The EOG data were acquired online in real-time throughout all the sessions. During all the trials belonging to a session (except for the training sessions), the signal of the response time was processed in real-time to extract features to be fed to a classification algorithm for classifying the “yes” and “no” answers. Features computed from the trials of the training sessions were used to train an SVM classifier that was validated through 5-fold cross-validation. The obtained SVM classifier was used to classify feedback and speller sessions only if its accuracy was higher than the upper threshold of chance-level43.

To extract the features from the signal during the response time, the time-series were first preprocessed with a digital finite impulse response (FIR) filter in the passband of 0.1 to 35 Hz and with a notch filter at 50 Hz. The first 50 data points were removed to eliminate filtering-related transitory border effects at the beginning of the signal. Then all the channels were standardized to have a mean of zero and a standard deviation of one. Subsequently, features were extracted from all the data series from the “yes” and “no” answer for all the channels.

Different features were extracted for the different patients: for P11 and P13 the maximum and minimum amplitude and their respective value of time occurrence feature were used; while for P15 and P16 the range of the amplitude (i.e., the difference between the values of maximum and minimum amplitude) feature was used.

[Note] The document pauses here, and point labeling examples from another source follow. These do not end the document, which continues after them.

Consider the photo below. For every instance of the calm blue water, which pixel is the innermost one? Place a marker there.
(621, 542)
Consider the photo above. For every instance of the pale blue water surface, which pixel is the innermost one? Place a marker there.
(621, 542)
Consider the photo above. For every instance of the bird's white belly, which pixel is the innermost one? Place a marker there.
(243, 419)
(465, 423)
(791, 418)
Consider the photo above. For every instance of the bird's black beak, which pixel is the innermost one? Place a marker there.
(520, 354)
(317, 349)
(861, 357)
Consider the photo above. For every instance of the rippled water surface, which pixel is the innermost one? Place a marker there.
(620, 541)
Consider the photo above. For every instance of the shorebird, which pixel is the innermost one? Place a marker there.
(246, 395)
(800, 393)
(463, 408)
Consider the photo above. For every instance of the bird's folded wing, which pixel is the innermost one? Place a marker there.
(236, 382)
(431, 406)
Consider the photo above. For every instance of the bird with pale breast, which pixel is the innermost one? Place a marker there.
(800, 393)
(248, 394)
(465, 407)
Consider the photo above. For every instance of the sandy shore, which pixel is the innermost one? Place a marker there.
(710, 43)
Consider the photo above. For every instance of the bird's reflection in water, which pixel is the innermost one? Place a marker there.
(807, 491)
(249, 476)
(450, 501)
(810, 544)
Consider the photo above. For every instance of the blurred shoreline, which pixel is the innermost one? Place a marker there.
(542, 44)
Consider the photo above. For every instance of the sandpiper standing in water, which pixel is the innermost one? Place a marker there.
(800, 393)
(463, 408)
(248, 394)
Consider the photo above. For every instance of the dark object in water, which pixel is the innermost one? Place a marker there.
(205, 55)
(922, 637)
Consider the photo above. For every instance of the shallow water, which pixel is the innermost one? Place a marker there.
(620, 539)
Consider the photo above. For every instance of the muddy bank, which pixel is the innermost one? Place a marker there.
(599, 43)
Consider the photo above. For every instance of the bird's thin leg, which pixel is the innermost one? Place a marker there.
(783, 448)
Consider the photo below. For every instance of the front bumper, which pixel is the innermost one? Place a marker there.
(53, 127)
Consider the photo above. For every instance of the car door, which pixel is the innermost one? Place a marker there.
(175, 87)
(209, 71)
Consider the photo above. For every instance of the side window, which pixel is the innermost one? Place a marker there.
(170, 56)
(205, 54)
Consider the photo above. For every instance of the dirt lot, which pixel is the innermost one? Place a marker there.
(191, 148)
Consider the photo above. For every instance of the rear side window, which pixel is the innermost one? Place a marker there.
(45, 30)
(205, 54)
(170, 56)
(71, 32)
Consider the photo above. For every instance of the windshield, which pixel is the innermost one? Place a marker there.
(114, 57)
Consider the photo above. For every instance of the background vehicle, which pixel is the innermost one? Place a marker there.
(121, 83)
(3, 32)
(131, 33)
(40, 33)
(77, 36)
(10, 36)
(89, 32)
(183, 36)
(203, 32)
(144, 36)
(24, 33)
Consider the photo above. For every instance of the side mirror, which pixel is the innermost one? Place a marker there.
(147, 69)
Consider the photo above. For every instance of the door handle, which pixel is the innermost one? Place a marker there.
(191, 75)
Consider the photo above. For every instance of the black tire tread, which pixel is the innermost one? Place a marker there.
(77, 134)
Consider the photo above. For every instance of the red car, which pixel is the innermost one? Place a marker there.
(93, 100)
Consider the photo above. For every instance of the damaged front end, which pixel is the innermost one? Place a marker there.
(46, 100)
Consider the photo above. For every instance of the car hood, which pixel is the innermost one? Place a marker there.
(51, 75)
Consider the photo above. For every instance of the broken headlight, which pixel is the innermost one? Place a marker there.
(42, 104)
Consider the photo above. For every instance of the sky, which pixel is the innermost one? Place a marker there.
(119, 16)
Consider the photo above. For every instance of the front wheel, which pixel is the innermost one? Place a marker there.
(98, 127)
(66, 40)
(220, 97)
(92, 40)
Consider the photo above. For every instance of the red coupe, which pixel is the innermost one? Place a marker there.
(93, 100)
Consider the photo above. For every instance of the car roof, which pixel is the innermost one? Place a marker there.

The code was developed and run in Matlab_R2017a. For the SVM classification, the library LibSVM48 was used. The detailed list of sessions used for building the model and, therefore, perform feedback and spelling sessions are described in the Supplementary Tables S1S4.

Receiver-operating characteristic space

For binary classifiers in which the result is only positive or negative, there are four possible outcomes. When the outcome of the prediction of the answer is yes (positive), and the actual value is positive, it is called True Positive (TP); however, if the actual answer to a positive question response is negative, then it is a False Negative (FN). Complementarily, when the predicted answer is negative, and the actual answer is also negative, this is a True Negative (TN), and if the prediction outcome is negative and the actual answer is positive, it is a False Negative (FN). With these values, it is possible to formulate a confusion or contingency matrix, which is useful to describe the performance of the classifier employing its tradeoffs between sensitivity and specificity. The contingency matrix can be used to derive several evaluation metrics, but it is particularly useful for describing and visualizing the performance of classifiers via the Receiver-Operating Characteristic (ROC) space49. A ROC space depicts the relationship between the True Positive Rate (TPR) and the False Positive Rate (FPR). TPR and FPR were calculated for each feedback session, and they were then used to draw ROC space, as shown in Fig. 3.